A diretora da Secretária Nacional de Enfrentamento à Violência contra as Mulheres da SPM-PR, Ana Teresa Iamarino, fará a abertura do evento e participará do painel sobre entidades de apoio à mulher. Haverá, ainda, uma palestra sobre “Violência doméstica e familiar e Sistema de Justiça Criminal” e outros painéis sobre “Poder Judiciário Estadual, Ministério Público e Defensoria Pública” e “Governo do Estado do Pará”.
A campanha “Compromisso e Atitude” foi lançada nacionalmente em agosto passado, durante a comemoração dos seis anos da Lei Maria da Penha. O Espírito Santo foi o primeiro estado a ter um lançamento regional da campanha, no dia 24 de agosto, por ocupar a primeira posição no assassinato de mulheres. Em Alagoas, o evento ocorreu no dia 12 de novembro. A campanha terá lançamentos no Centro-Oeste, em Mato Grosso do Sul, no dia sete de dezembro, e, no Sul, no Paraná em 14 de dezembro.

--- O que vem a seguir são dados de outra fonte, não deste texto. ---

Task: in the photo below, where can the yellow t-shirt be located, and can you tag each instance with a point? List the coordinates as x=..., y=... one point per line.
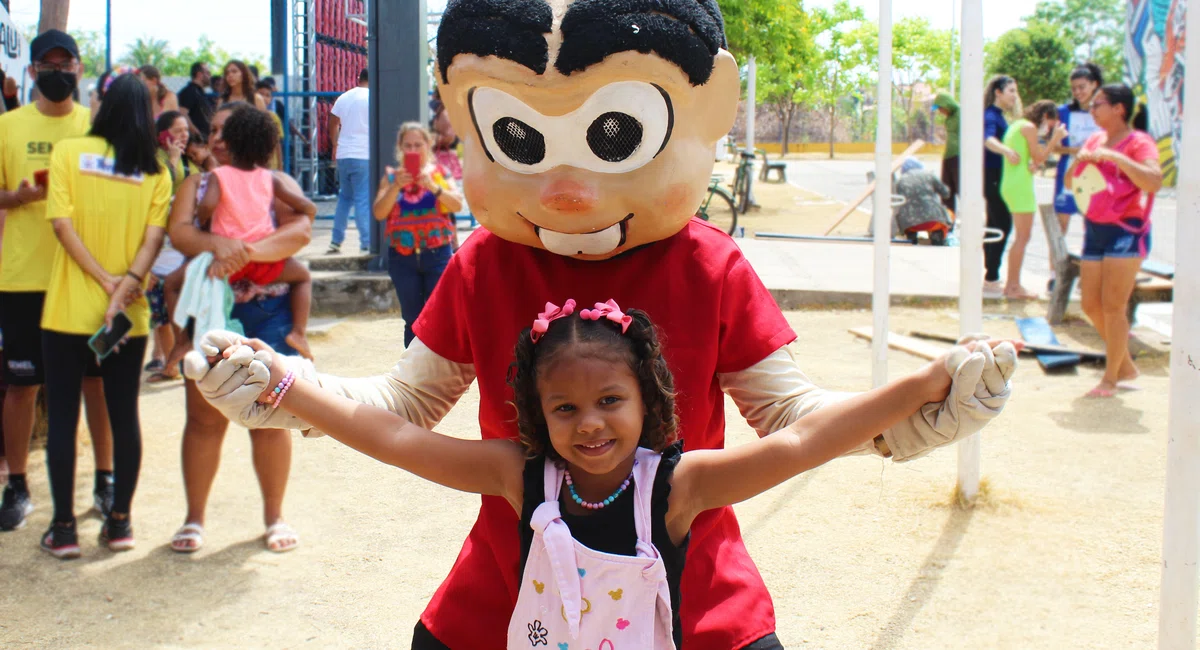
x=111, y=214
x=27, y=138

A campanha é promovida pelo governo federal, por meio da Secretaria de Políticas para as Mulheres da Presidência da República (SPM-PR) e do Ministério da Justiça (MJ), em parceria com o sistema brasileiro de justiça.
A campanha objetiva mobilizar e sensibilizar os operadores do Direito para a compreensão da magnitude do fenômeno e a importância do enfrentamento à violência doméstica contra as mulheres. Integram, ainda, a mobilização, o Colégio Permanente dos Presidentes dos Tribunais de Justiça, o Conselho Nacional de Justiça, o Conselho Nacional dos Procuradores Gerais de Justiça, o Conselho Nacional de Defensores Públicos Gerais e o Conselho Nacional do Ministério Público.
Lei Maria da Penha
Criada há seis anos, a Lei 11.340/2006 cria mecanismos para coibir a violência doméstica e familiar contra a mulher, além de promover a discriminação contra as mulheres, prevenir, punir agressores e erradicar a violência.
A lei é chamada de Lei Maria da Penha em homenagem a ativista que, em 1983, por duas vezes, sofreu tentativa de assassinato por parte do então marido. Na primeira vez, por arma de fogo e, na segunda, por eletrocussão e afogamento. As tentativas de homicídio resultaram em lesões irreversíveis à sua saúde, como paraplegia e outras sequelas. Atualmente, ela recebe aposentadoria por invalidez do INSS.